Illegale Elfenbeinverkäufe in Kalifornien tragen zum Anstieg der Wilderei afrikanischer Elefanten bei
Illegale Elfenbeinverkäufe in Kalifornien tragen zum Anstieg der Wilderei afrikanischer Elefanten bei
Anonim

Hier in den USA denken wir normalerweise nicht an die nachgelagerten Auswirkungen der Produkte, die wir kaufen. Wir haben den Luxus, nie wissen zu müssen, wie die Elfenbeintasten unseres Klaviers hergestellt wurden oder was passieren musste, damit sich die wunderschöne Elfenbeinstatue in unseren Wohnzimmern wiederfindet. Es ist ein Luxus, denn wenn wir nicht wissen, woher diese Dinger kommen, müssen wir nicht daran denken, dass alle 15 Minuten ein afrikanischer Elefant wegen seiner Stoßzähne getötet wird.

Zwischen 2010 und 2012 wurden über 100.000 afrikanische Elefanten wegen ihres Elfenbeins gewildert. Dies war zwar ein bemerkenswerter Anstieg der Elefantensterblichkeit, aber er ist Teil eines größeren Trends, der schnell zum Aussterben der afrikanischen Elefantenpopulation führt. Wenn wir in diesem Tempo weitermachen, ist es wahrscheinlich, dass der afrikanische Waldelefant bis zum Ende des Jahrzehnts ausgestorben sein wird.
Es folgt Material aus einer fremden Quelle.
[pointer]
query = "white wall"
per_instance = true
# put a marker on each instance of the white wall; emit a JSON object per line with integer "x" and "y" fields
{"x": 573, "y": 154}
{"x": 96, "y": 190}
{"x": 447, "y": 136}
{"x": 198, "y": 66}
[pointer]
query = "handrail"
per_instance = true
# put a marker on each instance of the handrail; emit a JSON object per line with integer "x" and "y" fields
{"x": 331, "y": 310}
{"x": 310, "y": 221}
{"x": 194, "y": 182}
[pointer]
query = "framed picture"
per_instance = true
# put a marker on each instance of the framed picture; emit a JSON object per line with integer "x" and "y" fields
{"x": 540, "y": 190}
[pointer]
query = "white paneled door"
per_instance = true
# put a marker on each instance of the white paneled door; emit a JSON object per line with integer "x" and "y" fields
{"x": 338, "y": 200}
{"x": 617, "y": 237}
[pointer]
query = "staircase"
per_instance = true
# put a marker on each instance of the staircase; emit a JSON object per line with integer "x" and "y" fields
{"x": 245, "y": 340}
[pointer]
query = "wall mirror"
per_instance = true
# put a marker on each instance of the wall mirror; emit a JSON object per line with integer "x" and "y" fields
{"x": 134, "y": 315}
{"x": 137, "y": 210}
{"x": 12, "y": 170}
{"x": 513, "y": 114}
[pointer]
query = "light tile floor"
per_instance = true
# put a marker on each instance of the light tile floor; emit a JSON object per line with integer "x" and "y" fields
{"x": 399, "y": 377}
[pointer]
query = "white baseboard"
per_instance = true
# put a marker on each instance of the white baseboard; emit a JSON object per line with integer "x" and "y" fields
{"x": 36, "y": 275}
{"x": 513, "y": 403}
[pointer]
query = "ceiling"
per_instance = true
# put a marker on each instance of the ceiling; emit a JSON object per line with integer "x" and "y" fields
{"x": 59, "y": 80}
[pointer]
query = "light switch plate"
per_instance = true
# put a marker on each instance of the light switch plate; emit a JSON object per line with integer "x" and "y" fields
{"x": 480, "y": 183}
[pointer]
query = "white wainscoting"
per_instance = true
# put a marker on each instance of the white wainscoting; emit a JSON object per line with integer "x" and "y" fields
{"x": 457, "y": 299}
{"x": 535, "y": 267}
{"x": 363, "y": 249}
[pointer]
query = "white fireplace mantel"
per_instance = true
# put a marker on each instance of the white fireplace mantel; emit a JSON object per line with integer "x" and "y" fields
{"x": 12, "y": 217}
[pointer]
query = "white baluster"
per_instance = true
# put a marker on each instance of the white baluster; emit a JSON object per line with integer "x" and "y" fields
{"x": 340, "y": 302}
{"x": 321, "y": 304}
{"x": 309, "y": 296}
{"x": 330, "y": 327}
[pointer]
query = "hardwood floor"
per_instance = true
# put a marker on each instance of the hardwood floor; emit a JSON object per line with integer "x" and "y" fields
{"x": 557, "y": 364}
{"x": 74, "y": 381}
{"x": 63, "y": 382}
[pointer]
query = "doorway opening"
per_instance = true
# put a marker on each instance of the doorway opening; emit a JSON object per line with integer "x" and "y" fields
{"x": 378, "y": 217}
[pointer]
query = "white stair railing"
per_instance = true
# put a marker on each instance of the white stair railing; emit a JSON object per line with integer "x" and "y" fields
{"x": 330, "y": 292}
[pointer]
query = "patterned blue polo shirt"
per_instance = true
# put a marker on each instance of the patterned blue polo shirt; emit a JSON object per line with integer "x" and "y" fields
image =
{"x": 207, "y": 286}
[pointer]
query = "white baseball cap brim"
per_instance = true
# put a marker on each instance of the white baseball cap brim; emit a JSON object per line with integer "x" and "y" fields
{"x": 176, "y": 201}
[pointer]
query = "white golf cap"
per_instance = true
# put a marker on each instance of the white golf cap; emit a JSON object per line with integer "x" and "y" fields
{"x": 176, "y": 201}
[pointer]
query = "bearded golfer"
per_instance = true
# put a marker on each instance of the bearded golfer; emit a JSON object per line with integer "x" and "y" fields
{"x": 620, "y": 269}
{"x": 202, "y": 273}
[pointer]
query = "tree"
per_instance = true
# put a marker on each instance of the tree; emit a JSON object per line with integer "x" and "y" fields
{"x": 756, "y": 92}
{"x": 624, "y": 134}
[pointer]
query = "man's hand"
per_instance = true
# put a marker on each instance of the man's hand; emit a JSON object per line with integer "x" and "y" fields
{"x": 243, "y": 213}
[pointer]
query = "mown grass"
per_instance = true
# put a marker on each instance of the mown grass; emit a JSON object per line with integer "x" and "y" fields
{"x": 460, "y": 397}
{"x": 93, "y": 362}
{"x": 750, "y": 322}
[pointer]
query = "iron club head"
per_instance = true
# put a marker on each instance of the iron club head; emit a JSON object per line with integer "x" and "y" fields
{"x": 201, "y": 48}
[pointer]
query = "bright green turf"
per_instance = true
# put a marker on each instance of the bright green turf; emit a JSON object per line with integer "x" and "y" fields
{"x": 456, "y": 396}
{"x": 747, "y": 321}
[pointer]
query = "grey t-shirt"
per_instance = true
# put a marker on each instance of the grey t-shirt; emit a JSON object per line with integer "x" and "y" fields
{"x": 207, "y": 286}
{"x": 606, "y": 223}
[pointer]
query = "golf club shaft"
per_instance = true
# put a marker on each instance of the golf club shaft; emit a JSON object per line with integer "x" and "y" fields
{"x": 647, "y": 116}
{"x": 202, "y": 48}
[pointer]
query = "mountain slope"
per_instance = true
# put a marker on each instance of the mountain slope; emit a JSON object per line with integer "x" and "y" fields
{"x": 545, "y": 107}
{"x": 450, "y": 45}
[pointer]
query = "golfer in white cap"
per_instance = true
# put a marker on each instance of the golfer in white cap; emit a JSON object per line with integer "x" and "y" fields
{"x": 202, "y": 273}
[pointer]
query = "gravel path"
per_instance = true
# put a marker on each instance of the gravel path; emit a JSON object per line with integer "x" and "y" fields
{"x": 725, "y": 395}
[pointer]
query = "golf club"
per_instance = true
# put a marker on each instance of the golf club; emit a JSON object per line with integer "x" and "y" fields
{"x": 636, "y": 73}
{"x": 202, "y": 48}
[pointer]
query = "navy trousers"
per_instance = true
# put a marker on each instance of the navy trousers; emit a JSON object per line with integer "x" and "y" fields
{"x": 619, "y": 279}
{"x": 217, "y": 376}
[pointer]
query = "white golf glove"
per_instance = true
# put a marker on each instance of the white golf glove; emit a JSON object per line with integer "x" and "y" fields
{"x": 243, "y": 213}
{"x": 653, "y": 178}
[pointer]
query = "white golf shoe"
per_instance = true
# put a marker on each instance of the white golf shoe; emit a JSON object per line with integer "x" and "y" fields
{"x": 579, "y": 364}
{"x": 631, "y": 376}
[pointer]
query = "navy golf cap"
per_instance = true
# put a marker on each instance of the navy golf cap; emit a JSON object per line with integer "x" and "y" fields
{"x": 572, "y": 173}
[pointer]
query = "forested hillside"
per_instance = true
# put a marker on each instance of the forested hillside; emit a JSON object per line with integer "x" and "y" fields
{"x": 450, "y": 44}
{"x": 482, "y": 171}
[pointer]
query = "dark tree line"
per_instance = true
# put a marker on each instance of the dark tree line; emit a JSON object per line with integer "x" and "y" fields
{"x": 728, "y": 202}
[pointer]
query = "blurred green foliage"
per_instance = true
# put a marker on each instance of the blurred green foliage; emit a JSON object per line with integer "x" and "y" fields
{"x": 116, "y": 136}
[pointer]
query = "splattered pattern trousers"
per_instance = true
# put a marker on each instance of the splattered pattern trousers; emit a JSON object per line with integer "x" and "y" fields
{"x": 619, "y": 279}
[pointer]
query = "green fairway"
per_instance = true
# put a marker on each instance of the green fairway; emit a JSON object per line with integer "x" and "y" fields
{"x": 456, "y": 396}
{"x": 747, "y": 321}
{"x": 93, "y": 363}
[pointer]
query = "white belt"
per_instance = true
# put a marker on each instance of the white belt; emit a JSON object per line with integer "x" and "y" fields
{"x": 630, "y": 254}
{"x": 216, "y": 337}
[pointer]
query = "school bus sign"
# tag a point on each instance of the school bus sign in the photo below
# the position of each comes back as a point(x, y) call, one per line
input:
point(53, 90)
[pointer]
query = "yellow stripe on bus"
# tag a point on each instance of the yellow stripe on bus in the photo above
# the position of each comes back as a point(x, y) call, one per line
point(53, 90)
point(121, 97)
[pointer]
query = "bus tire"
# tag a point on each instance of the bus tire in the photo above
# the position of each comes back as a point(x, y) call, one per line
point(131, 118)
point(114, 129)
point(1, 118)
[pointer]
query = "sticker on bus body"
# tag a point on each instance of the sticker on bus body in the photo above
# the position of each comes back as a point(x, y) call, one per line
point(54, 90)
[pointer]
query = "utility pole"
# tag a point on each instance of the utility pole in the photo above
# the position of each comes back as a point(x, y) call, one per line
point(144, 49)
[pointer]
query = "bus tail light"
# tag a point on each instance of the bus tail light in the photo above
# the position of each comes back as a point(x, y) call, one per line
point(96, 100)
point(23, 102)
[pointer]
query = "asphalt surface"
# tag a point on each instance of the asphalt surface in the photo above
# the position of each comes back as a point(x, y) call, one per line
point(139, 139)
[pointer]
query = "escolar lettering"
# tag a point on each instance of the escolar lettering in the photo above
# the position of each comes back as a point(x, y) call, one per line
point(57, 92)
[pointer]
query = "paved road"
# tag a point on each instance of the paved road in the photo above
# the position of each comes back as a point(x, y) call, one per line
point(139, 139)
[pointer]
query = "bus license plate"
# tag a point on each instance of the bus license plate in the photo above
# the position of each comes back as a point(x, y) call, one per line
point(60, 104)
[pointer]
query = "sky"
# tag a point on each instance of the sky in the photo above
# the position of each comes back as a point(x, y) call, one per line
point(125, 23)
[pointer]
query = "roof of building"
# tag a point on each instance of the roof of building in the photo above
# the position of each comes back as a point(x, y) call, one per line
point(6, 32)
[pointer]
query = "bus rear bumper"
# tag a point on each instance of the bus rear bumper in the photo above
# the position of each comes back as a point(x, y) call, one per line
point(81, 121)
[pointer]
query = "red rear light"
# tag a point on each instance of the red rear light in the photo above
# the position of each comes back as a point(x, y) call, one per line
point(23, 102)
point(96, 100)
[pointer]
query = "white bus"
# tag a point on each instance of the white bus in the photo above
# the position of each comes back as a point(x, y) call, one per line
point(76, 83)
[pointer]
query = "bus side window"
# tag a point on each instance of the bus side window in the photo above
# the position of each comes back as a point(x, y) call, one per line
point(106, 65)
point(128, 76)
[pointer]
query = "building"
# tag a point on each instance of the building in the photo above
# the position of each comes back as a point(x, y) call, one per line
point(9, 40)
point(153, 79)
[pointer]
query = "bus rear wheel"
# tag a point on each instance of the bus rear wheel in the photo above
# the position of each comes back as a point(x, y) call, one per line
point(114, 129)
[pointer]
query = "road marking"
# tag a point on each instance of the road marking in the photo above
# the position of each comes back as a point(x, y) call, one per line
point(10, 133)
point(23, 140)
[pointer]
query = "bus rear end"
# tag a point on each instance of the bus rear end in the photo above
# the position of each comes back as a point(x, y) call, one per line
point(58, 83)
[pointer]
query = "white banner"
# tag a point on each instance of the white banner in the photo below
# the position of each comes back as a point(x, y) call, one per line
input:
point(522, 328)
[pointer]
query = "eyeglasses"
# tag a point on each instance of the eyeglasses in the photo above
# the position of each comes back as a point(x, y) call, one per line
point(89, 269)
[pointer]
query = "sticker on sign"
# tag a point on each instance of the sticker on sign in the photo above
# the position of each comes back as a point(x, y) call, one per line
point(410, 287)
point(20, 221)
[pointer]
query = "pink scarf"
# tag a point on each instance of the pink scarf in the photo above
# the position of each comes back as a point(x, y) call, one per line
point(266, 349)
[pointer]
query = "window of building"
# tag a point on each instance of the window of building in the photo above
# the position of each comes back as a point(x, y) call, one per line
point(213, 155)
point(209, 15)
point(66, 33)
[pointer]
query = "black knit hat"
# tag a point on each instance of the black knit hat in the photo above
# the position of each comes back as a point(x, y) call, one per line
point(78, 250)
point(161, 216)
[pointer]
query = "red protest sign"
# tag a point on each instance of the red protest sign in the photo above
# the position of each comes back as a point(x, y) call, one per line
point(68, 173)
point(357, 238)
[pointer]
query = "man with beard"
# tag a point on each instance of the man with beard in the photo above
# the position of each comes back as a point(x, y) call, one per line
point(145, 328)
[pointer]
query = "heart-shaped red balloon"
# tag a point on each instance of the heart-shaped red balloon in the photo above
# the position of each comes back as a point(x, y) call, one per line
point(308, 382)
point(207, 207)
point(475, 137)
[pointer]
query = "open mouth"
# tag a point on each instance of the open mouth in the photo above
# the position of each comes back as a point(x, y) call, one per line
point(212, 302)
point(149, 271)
Eine neue Studie des Natural Resource Defense Council (NRDC) mit dem Titel „Elephant Ivory Trafficking in California“hat den Verkauf von Elfenbein in Kalifornien mit diesem beunruhigenden Anstieg der Elefantenwilderei in Verbindung gebracht. Nach China sind die USA der zweitgrößte Markt für illegales Elfenbein weltweit.

Laut Berichtautor und Elfenbeinexperte Daniel Stiles hat sich „der Anteil wahrscheinlich illegalen Elfenbeins in Kalifornien seit seiner letzten Umfrage vor gerade einmal acht Jahren ungefähr verdoppelt – von etwa 25 Prozent im Jahr 2006 auf etwa 50 Prozent im Jahr 2014“.

Erschreckende 80 Prozent des in San Francisco verkauften Elfenbeins und 90 Prozent des Elfenbeins in Los Angeles wurden nach kalifornischem Recht als illegales Elfenbein eingestuft. Der Verkauf, Besitz und Import von Elefantenteilen gilt in Kalifornien als illegal. Wenn das Elfenbein jedoch vor 1977 importiert wurde, ist es technisch gesehen legal, es innerhalb der Grenzen des Staates zu verkaufen. Elfenbeinhändler sind dafür bekannt, Unterlagen zu fälschen und Elfenbein als "antik" zu bewerben, um es als älter auszugeben, als es wirklich ist.

Wenn jemand ein Elfenbeinprodukt kauft, ist er direkt mit dem Abschlachten eines Elefanten auf der ganzen Welt verbunden. Diese Industrie ist rücksichtslos und wird sich ohne Strafe durchsetzen dürfen, wenn der Kauf fortgesetzt wird.

Glücklicherweise hat die kalifornische Staatsversammlung von Sprecher Toni Atkins und Haupt-Co-Autor Senator Ricardo Lara gerade einen Gesetzentwurf (AB 96) vorgelegt, der dieses Schlupfloch schließen soll und ein nahezu vollständiges Verbot von Elfenbein in Kalifornien vorschlägt. New York hat kürzlich ein ähnliches Verbot von Elfenbein verabschiedet, und wenn Kalifornien dasselbe tun würde, würde es wichtige Handelsrouten abschneiden, die illegales Elfenbein zu einem profitablen Handel machen.

Angesichts der Rolle, die Kalifornien bei der Förderung des Todes bedrohter Elefanten spielt, ist es wichtig, dass dieses Gesetz verabschiedet wird!